This returns an array of booleans (True and False), which corresponds to every element in nicasio_2006_storage and whether that element meets the condition or not.

To select value which meet the condition:

In [19]:

print 'mean = ', nicasio_2006_storage.mean()
print nicasio_2006_storage[nicasio_2006_storage > nicasio_2006_storage.mean()]

mean =  21804.4166667
[ 22430.  22430.  22430.  22430.  22395.  21995.  22430.]

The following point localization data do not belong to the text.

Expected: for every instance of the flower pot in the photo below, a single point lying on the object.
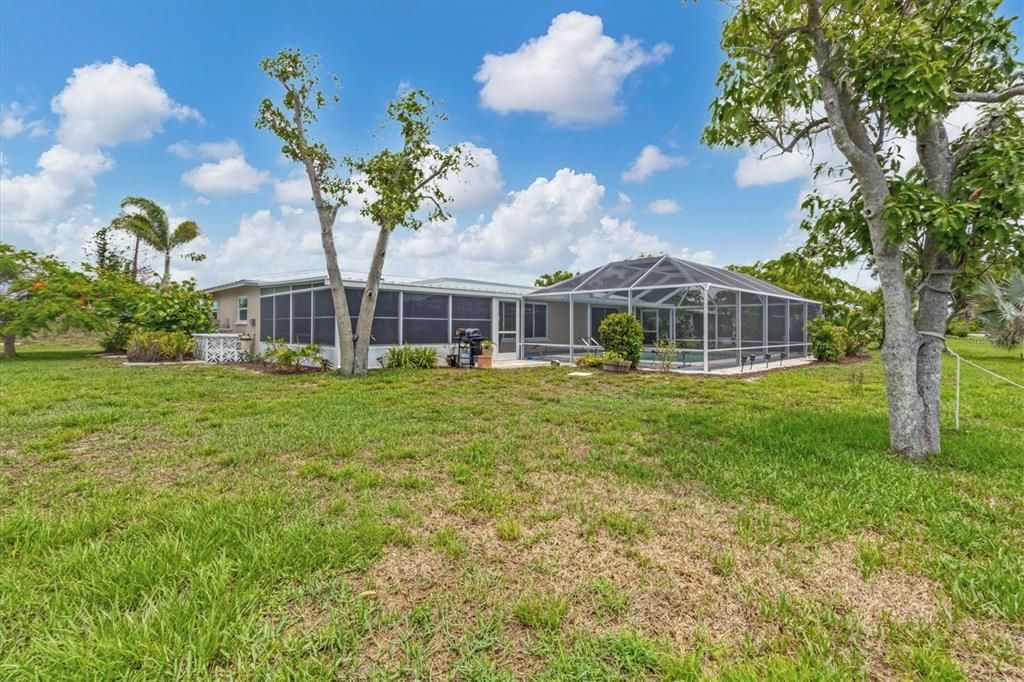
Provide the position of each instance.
(617, 367)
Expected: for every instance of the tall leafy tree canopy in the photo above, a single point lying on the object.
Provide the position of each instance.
(400, 187)
(865, 76)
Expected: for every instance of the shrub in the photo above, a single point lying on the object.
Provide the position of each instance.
(623, 334)
(590, 359)
(129, 306)
(828, 340)
(665, 350)
(425, 357)
(411, 357)
(178, 308)
(287, 357)
(858, 332)
(159, 346)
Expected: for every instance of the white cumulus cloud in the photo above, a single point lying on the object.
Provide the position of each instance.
(475, 185)
(112, 102)
(222, 150)
(102, 104)
(14, 120)
(227, 176)
(651, 160)
(612, 240)
(573, 73)
(293, 190)
(537, 223)
(664, 207)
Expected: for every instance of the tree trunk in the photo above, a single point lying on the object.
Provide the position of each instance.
(343, 322)
(134, 262)
(909, 434)
(165, 282)
(364, 328)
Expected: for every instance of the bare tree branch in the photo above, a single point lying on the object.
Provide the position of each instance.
(1015, 90)
(986, 128)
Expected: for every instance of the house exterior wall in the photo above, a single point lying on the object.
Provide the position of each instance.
(226, 315)
(227, 309)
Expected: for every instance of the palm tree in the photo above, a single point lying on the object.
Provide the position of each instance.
(147, 222)
(1001, 308)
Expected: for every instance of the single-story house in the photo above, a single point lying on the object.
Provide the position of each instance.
(748, 318)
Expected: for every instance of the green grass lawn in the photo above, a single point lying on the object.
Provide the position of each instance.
(198, 521)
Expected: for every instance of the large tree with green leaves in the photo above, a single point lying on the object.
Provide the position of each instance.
(401, 187)
(147, 222)
(865, 74)
(40, 293)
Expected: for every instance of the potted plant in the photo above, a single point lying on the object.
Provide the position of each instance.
(612, 361)
(484, 359)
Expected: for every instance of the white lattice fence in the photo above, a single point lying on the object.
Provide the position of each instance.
(218, 347)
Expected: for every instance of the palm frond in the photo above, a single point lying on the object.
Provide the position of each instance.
(184, 232)
(154, 213)
(138, 224)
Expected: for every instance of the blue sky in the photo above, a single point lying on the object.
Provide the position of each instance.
(107, 99)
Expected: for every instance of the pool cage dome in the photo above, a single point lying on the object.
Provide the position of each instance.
(749, 321)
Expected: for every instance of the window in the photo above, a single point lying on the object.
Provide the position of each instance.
(283, 316)
(265, 317)
(302, 316)
(324, 326)
(384, 329)
(597, 315)
(425, 318)
(537, 321)
(243, 309)
(648, 320)
(752, 320)
(776, 324)
(471, 311)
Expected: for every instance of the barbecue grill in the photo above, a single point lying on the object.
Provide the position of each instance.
(469, 344)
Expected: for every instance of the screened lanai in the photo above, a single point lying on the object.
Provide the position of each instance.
(750, 323)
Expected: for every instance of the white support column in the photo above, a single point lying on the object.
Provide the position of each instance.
(764, 307)
(401, 320)
(785, 344)
(571, 330)
(706, 327)
(739, 327)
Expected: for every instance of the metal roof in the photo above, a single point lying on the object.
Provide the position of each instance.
(305, 276)
(660, 272)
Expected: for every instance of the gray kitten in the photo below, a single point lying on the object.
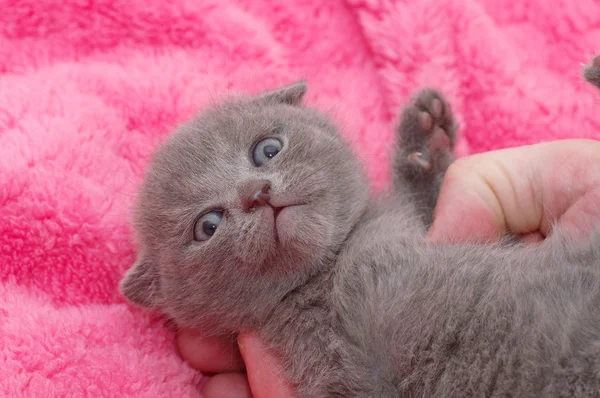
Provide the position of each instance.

To get the indicies of where a condition is met:

In [20]:

indx = np.where(nicasio_2006_storage > nicasio_2006_storage.mean())
print indx

(array([ 0,  1,  2,  3,  4,  5, 11]),)

indexing into the array

In [21]:

nicasio_2006_storage[indx]

Out[21]:

array([ 22430.,  22430.,  22430.,  22430.,  22395.,  21995.,  22430.])

Footnote 1: This is not the explicit purpose of the np.where statement. It is actually much more powerful, this is just the default behavior. When you are ready to learn more, you can look it up.

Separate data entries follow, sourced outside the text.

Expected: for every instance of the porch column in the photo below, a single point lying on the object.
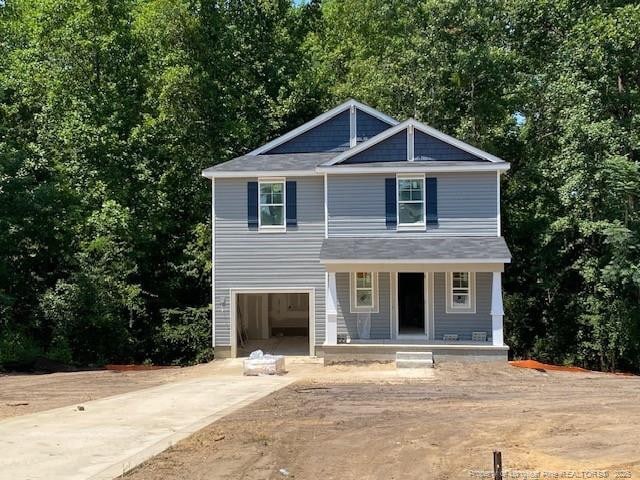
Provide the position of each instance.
(331, 326)
(497, 311)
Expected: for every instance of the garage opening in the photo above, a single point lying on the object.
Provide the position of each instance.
(276, 323)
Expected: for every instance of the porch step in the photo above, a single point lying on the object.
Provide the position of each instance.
(414, 359)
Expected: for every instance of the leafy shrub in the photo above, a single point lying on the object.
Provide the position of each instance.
(17, 351)
(184, 338)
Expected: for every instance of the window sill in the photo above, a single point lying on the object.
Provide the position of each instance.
(272, 229)
(461, 310)
(420, 227)
(364, 310)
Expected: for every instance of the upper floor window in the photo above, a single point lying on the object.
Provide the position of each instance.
(271, 204)
(364, 292)
(461, 297)
(411, 211)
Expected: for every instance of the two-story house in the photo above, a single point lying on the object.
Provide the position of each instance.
(355, 236)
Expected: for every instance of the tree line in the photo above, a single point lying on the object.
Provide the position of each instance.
(109, 110)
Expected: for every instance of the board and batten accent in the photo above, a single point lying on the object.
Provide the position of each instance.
(348, 322)
(249, 259)
(467, 205)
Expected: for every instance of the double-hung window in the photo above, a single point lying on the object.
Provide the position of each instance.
(461, 297)
(271, 204)
(411, 204)
(364, 292)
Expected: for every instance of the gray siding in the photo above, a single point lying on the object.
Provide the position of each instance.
(462, 323)
(329, 136)
(467, 205)
(392, 149)
(347, 321)
(368, 126)
(426, 147)
(250, 259)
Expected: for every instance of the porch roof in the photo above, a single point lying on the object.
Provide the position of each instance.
(415, 250)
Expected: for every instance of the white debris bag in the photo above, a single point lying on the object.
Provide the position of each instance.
(260, 363)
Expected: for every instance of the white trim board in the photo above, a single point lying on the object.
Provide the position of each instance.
(415, 125)
(415, 168)
(420, 260)
(259, 173)
(321, 119)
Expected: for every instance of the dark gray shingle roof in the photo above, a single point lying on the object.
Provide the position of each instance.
(411, 249)
(414, 164)
(275, 163)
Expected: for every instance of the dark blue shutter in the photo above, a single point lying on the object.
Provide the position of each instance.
(432, 201)
(252, 205)
(292, 204)
(390, 202)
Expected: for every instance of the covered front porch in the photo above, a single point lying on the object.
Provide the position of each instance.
(447, 301)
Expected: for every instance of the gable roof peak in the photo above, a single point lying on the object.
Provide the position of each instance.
(422, 127)
(346, 105)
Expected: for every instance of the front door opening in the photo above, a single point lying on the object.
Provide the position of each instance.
(411, 303)
(276, 323)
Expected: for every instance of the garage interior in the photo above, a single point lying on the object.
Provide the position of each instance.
(276, 323)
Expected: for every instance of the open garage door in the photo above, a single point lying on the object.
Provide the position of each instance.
(275, 322)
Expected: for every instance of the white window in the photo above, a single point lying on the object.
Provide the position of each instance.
(461, 292)
(364, 292)
(271, 201)
(410, 195)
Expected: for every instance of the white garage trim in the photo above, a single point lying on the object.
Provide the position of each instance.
(233, 295)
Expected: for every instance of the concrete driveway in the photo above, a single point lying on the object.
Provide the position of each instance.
(112, 435)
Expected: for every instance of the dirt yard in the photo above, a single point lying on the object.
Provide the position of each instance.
(346, 426)
(28, 393)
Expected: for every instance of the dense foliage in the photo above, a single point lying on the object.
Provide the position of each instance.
(109, 109)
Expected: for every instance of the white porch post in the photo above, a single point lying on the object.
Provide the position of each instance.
(497, 311)
(331, 327)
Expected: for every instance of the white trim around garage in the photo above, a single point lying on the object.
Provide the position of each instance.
(233, 330)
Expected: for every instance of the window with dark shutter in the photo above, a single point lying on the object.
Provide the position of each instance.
(432, 201)
(252, 205)
(390, 202)
(292, 203)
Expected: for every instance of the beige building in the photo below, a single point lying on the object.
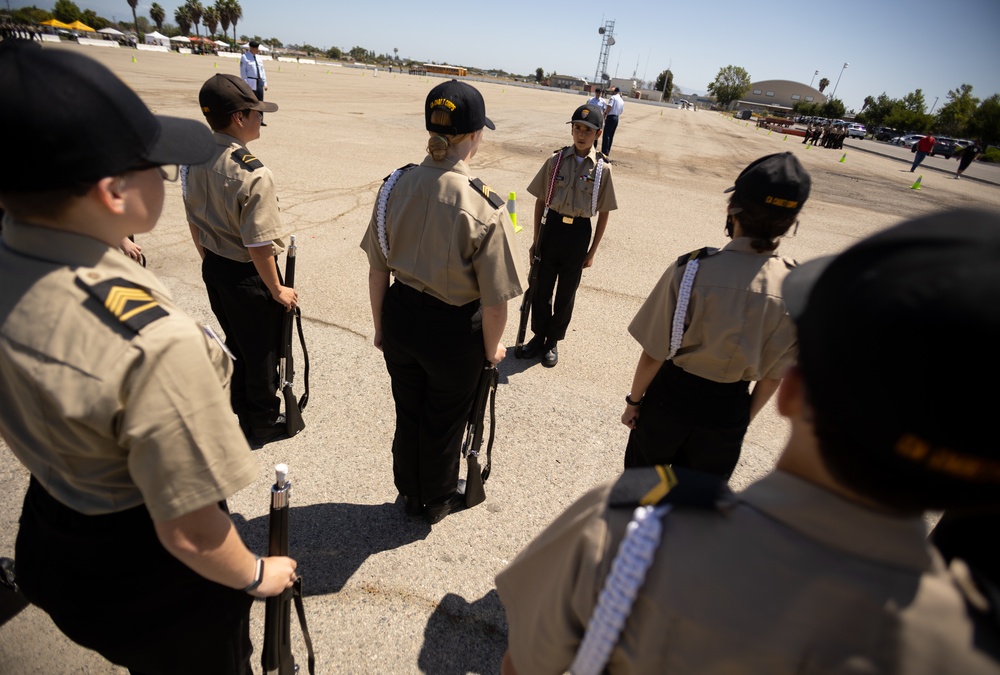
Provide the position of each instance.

Footnote 2: Using np.where on a list will always return an empty array even if your condition is met

More information ¶

Matplotlib¶

This is python's native plotting library. It does just about everything a few different ways. This is both a strength and a weakness. We are going to cover the basics here. There will be more in the next session.

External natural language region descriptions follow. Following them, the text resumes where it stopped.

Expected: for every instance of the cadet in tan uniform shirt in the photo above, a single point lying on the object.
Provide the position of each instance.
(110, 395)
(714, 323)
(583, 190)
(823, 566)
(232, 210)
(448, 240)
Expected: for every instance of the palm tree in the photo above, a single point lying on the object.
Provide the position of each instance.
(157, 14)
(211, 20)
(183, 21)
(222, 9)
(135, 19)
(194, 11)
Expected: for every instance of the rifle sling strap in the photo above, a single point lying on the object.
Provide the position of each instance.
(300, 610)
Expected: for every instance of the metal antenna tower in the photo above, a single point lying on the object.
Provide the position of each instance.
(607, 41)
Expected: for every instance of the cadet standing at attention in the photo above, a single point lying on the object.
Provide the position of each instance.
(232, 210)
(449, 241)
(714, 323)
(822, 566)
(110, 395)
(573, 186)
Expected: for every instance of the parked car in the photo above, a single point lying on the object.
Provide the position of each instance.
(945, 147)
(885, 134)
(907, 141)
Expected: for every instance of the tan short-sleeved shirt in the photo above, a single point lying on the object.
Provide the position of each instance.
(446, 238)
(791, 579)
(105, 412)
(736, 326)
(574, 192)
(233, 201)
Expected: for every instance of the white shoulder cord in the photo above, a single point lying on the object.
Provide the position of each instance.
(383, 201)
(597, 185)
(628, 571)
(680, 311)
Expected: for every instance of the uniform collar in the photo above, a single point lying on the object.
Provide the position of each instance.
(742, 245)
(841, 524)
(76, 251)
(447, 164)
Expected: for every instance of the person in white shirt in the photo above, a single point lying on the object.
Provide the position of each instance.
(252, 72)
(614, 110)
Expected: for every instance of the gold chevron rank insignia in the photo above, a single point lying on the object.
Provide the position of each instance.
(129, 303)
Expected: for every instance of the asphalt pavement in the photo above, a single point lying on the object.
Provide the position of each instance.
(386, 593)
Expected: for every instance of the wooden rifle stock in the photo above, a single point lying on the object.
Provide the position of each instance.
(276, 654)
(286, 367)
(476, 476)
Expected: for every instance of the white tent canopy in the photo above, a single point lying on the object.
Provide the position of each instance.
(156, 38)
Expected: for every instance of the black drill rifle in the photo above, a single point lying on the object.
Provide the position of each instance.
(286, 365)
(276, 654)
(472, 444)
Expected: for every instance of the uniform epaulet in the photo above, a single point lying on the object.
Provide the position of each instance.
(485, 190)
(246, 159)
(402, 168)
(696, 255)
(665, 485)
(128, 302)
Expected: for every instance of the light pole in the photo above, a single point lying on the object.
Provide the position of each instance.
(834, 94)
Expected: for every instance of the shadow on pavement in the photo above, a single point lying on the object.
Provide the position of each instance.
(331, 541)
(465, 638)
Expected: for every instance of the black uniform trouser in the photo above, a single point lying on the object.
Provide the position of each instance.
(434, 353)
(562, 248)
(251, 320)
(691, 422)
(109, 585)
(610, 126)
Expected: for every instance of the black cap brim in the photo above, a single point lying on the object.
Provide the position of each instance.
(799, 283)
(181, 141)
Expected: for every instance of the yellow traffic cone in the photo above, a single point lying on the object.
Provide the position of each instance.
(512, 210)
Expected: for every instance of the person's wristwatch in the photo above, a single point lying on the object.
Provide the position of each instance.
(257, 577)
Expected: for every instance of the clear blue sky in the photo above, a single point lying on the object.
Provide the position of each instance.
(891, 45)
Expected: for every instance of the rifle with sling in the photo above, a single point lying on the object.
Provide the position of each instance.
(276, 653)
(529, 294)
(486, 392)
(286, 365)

The Matplotlib galary is full of examples: http://matplotlib.org/gallery.html and a list of plotting commands that I find useful to browse when I'm not quite sure what I'm looking for http://matplotlib.org/api/pyplot_summary.html

In [22]:

#Load plotting backend
#Make plots inside notebook document
%matplotlib inline

In [23]:

from matplotlib import pyplot

Convert date strings to something plotable¶

In [25]:

from datetime import datetime

nicasio_2006_date_datetime = []
for str_date in nicasio_2006_date:
    nicasio_2006_date_datetime.append(datetime.strptime(str_date,'%m/%Y'))

#Convert list to an array
nicasio_2006_date_datetime = np.array(nicasio_2006_date_datetime)
print nicasio_2006_date_datetime

[datetime.datetime(2006, 1, 1, 0, 0) datetime.datetime(2006, 2, 1, 0, 0)
 datetime.datetime(2006, 3, 1, 0, 0) datetime.datetime(2006, 4, 1, 0, 0)
 datetime.datetime(2006, 5, 1, 0, 0) datetime.datetime(2006, 6, 1, 0, 0)
 datetime.datetime(2006, 7, 1, 0, 0) datetime.datetime(2006, 8, 1, 0, 0)
 datetime.datetime(2006, 9, 1, 0, 0) datetime.datetime(2006, 10, 1, 0, 0)
 datetime.datetime(2006, 11, 1, 0, 0) datetime.datetime(2006, 12, 1, 0, 0)]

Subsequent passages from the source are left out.